James Van Der Beek is a proud dad again. On Monday, the Dawson’s Creek actor celebrated welcoming his sixth child with his wife, Kimberly, by posting a gallery of photos and videos on Instagram. “Humbled and overjoyed to announce the safe, happy arrival of Jeremiah Van Der Beek,” he wrote.
But it hasn’t been an easy road for the parents. James, 44, shared that Kimberly, 38, experienced two late-term miscarriages before the birth of Jeremiah.
“After experiencing late-term #pregnancyloss twice in a row (both at 17+ weeks), we kept this one quiet. Truthfully, I was terrified when I found out,” he wrote.
Kimberly told The Make Down podcast that these experiences were, understandably, both emotionally and physically hard on her. “I understand that I am very blessed to be able to birth five children. I’ve also had five miscarriages, two of which were really hard experiences,” she said. “The last two miscarriages, they’ve been really extreme. The one in November, it was losing a ton of blood, losing consciousness over and over again and feeling like, ‘Am I going to die?’”

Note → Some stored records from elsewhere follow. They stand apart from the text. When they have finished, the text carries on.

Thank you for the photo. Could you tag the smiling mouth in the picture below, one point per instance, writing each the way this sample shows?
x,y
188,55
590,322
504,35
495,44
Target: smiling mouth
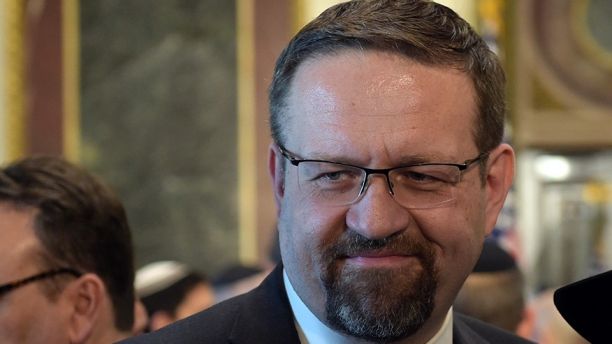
x,y
381,259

In James’s post, he shared what was different this time around. “We found a doctor here in Texas who diagnosed the last two as having been caused by an ‘incompetent cervix.’” If that term makes your skin crawl, James is with you: “I asked him what kind of misogynistic old dude invented that term and he laughed—which made me like him even more.” As James notes, this complication has other names as well, like having a “weak cervix.” (Cervical insufficiency is another term for it, but “incompetent cervix” is still very much in use.)
The cervix is the lower part of the uterus that opens into the vagina. In a healthy pregnancy, the cervix remains closed and firm until you approach your due date, when it begins to soften, get shorter, and open. In the case of cervical insufficiency, it begins to open too soon, potentially leading to premature birth or pregnancy loss, according to the Mayo Clinic.